I always endeavour to make the utmost use of UK asparagus when it is available, as springtime recipe posts on Scrumptious Scran bare testament. At around two months, this vegetable’s season is akin to a culinary firework display – dazzling, but all too short. Maybe it's pig-headedness on my part, but even though imported asparagus is now available year-round, my tendency is to avoid this. I simply don’t agree with flying food thousands of miles, just to ensure this is can be purchased when its UK equivalent is no longer in season. Plus, and I don’t think it is a psychosomatic bias on my part, but asparagus from South America just doesn’t seem to have the depth of flavour of that grown in Britain.

So, to mark the passing of the 2013 season, I decided to cook a dish that would be a celebration – or maybe a wake – for one of my favourite ingredients. My inspiration came from a dish I watched Suzanne O’Connor – Head Chef at The Scottish Café and Restaurant – prepare at the recent Slow Food event held at Edinburgh’s Summerhall. Suzanne cooked an original take on risotto, featuring peas, broad beans, mint and parmesan, but which substituted the quintessential Scottish ingredient of pearl barley, in place of rice.


So, behold my British asparagus and pearl barley “risotto”. The dish may appear quite simple, but I didn’t want anything to infringe upon the asparagus flavour its centre – rather the other constituents should complement this. So the creamy barley is cooked with home-made stock, and augmented with softened onion, a hint of citrus provided by lemon juice and zest, nutty savouriness from the addition of parmesan, and the grassy freshness of chopped parsley.

A fitting 2013 send off to this monarch of British vegetables, I trust you will agree. Roll on springtime 2014!

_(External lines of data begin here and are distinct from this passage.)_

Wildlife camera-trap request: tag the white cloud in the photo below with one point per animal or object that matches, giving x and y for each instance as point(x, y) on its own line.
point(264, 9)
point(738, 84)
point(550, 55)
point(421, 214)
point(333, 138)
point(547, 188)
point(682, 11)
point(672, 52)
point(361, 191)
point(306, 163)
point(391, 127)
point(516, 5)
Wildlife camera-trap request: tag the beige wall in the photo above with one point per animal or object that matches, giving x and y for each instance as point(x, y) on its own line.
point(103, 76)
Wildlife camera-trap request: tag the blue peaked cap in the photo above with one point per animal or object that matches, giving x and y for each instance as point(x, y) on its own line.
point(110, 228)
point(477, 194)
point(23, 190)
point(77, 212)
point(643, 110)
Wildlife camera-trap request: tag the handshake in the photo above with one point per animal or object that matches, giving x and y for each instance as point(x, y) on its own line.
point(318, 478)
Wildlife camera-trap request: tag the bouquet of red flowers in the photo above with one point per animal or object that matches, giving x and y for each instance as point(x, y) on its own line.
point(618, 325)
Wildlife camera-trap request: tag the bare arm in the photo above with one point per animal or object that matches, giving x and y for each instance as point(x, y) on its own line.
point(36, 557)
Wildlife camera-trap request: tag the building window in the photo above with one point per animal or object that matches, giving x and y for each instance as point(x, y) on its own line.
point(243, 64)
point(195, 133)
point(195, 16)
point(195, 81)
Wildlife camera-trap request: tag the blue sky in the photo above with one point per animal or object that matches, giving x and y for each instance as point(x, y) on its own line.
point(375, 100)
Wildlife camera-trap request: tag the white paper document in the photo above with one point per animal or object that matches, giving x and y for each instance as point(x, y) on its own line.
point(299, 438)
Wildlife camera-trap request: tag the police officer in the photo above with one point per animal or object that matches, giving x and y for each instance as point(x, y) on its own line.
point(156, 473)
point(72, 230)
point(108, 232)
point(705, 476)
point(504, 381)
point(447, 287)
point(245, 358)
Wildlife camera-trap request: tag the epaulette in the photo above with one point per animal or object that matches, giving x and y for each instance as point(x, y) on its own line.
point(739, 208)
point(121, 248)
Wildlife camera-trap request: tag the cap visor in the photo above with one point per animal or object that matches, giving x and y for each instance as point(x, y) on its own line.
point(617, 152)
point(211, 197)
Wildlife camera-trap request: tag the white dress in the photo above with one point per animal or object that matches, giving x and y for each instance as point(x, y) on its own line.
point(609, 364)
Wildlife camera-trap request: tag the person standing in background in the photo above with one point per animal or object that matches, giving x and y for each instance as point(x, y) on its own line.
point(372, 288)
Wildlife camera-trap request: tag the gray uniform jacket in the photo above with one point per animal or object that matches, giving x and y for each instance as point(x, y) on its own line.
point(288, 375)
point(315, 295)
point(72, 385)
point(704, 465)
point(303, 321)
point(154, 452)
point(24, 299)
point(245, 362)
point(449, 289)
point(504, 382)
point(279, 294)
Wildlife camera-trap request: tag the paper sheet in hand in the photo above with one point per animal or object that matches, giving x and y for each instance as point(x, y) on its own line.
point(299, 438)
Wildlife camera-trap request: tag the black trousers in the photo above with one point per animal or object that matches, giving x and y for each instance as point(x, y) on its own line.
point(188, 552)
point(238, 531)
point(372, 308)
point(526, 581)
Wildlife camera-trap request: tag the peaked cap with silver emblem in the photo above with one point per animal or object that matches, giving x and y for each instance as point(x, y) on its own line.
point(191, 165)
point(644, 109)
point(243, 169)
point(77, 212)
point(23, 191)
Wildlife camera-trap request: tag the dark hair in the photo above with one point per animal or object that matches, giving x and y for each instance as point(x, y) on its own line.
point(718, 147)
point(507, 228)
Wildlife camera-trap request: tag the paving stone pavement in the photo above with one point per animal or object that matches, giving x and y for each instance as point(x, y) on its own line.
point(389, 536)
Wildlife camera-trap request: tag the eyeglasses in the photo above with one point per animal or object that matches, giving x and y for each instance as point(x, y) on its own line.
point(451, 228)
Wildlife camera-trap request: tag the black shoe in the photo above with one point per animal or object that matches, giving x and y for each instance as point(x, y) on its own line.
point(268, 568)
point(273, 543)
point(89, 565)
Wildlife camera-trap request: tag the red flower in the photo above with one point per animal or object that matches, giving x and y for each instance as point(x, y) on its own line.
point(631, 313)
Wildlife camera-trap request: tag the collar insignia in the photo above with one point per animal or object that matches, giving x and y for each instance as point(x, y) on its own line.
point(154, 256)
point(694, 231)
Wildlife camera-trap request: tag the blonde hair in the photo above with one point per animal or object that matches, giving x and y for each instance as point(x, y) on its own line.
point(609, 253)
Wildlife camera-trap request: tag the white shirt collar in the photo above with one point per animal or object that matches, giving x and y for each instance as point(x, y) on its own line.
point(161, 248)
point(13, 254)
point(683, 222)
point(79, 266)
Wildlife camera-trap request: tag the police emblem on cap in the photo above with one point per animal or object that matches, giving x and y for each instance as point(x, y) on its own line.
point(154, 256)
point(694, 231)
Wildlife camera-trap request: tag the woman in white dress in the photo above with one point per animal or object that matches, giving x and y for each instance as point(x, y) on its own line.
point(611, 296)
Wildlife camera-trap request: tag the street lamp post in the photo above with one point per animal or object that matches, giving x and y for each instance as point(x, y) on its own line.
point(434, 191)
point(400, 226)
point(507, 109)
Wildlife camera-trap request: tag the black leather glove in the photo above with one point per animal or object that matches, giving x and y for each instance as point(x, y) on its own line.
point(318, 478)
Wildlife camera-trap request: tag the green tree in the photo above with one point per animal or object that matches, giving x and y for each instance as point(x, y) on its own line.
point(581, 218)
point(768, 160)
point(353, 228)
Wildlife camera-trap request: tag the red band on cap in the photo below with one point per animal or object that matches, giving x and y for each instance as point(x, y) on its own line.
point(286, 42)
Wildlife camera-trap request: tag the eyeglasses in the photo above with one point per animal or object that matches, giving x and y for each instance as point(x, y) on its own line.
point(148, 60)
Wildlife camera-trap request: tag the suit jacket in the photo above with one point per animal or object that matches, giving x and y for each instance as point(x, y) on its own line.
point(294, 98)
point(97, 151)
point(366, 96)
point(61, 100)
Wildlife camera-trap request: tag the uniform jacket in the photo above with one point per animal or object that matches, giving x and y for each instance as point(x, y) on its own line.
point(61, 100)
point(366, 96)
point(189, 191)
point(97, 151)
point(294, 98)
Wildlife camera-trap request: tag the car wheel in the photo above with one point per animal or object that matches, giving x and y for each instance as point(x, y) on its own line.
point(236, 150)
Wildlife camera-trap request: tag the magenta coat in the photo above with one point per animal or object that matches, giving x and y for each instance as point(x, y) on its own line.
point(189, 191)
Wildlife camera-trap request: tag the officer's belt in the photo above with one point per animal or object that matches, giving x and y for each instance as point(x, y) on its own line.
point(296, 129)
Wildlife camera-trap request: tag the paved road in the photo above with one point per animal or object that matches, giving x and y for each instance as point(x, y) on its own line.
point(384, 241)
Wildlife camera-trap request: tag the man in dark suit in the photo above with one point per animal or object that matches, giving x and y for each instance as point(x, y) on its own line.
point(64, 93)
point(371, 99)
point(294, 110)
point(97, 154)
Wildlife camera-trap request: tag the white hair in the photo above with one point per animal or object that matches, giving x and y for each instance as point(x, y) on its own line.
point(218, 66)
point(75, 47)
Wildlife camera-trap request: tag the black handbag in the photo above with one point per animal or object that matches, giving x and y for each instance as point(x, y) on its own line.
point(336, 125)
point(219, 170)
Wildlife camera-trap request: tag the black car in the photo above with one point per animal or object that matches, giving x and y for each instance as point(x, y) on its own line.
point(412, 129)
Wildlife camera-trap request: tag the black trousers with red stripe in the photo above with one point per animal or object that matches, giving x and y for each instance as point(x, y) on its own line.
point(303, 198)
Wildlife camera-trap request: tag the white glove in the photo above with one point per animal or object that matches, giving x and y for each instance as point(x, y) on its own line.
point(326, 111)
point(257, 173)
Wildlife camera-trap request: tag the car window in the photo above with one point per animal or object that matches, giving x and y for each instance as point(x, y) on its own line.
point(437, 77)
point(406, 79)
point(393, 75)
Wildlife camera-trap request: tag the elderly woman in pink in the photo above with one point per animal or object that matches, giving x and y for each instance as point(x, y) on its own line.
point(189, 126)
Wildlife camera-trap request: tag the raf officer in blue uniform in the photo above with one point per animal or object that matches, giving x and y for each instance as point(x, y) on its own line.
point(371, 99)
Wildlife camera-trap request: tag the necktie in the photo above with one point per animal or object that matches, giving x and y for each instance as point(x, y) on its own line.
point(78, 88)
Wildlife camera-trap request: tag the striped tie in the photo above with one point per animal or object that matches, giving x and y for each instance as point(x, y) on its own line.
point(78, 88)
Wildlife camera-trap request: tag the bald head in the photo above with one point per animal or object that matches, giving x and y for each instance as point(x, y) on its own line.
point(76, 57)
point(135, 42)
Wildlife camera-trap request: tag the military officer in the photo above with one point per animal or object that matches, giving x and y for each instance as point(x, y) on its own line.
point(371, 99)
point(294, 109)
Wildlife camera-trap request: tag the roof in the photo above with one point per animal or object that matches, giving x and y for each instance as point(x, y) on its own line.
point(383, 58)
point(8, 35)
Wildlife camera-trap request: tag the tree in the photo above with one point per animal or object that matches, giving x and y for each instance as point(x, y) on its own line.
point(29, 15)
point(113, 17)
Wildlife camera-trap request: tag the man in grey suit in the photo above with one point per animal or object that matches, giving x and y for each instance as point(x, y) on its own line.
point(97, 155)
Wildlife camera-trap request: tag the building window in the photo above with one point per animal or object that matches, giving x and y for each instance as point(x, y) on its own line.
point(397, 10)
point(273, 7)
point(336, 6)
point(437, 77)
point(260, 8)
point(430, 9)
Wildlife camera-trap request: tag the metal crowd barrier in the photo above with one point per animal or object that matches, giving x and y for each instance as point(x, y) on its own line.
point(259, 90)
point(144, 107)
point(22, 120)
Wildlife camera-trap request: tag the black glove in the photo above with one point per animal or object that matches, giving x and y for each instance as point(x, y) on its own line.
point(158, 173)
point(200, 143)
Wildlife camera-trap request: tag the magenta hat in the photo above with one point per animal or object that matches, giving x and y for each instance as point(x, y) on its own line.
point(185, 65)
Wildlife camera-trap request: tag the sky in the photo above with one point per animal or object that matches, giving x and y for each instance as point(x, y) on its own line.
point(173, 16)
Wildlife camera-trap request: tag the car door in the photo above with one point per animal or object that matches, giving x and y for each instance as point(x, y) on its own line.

This recipe will easily feed four people for dinner.

Ingredients
  • 25g unsalted butter
  • 1 onion, finely chopped – I like to use sweet white onions in risotto
  • 275g pearl barley
  • A glass of dry white wine, 150-175ml
  • 1 litre of chicken or vegetable stock – homemade if possible
  • 2 bunches of British asparagus – 400 to 500g in total
  • A good grating of parmesan – at least 40-50g
  • 1 lemon, zest and juice
  • A bunch of parsley – a good handful – roughly chopped
  • A good grind of black pepper, and salt to taste (remember the parmesan will also impart salt to the dish)

Preparation and cooking
  1. Place a wide, not too high-sided, saucepan on a medium heat. Add the butter and melt until it begins to foam, before adding the onion. Fry until soft and translucent, stirring occasionally – this should take around 20 minutes, or so.
  2. Meanwhile, place the stock in a large saucepan and bring to a gentle simmer.
  3. Trim the ends off the asparagus and cut the spears into halves or thirds, depending on their length. Place these into the stock and blanch for 3-4 minutes until just tender.
  4. Remove and strain the asparagus, and place in a bowl of chilled water, to stop further cooking.
  5. Add the barley to the onion, and stir for a couple of minutes to ensure it is coated with the butter.
  6. Pour in the wine and stir until it is adsorbed by the barely – it will splutter and the evaporating alcohol may flare, so be careful!
  7. Add 1-2 ladles of stock to the barely, so the liquid just covers this. Simmer the mixture, stirring now and again, until nearly all the stock has been absorbed. It isn’t necessary to stir the barley quite as often as risotto rice, but do ensure it doesn't catch on the pan bottom.
  8. Continue to add the stock a couple of ladles at a time. Nearly all the stock in the pan should be absorbed before adding the next batch of liquid. When practically all the stock has been added the barley should be creamy, but the grains still distinct and not broken down.
  9. Add the asparagus and stir into the mixture for 2-3 mins.
  10. Take the pan off the heat and then add the grated parmesan, lemon zest and juice and seasoning. Just before serving add the parsley and stir through.
Serve immediately, with extra parmesan available should diners wish to add a little extra.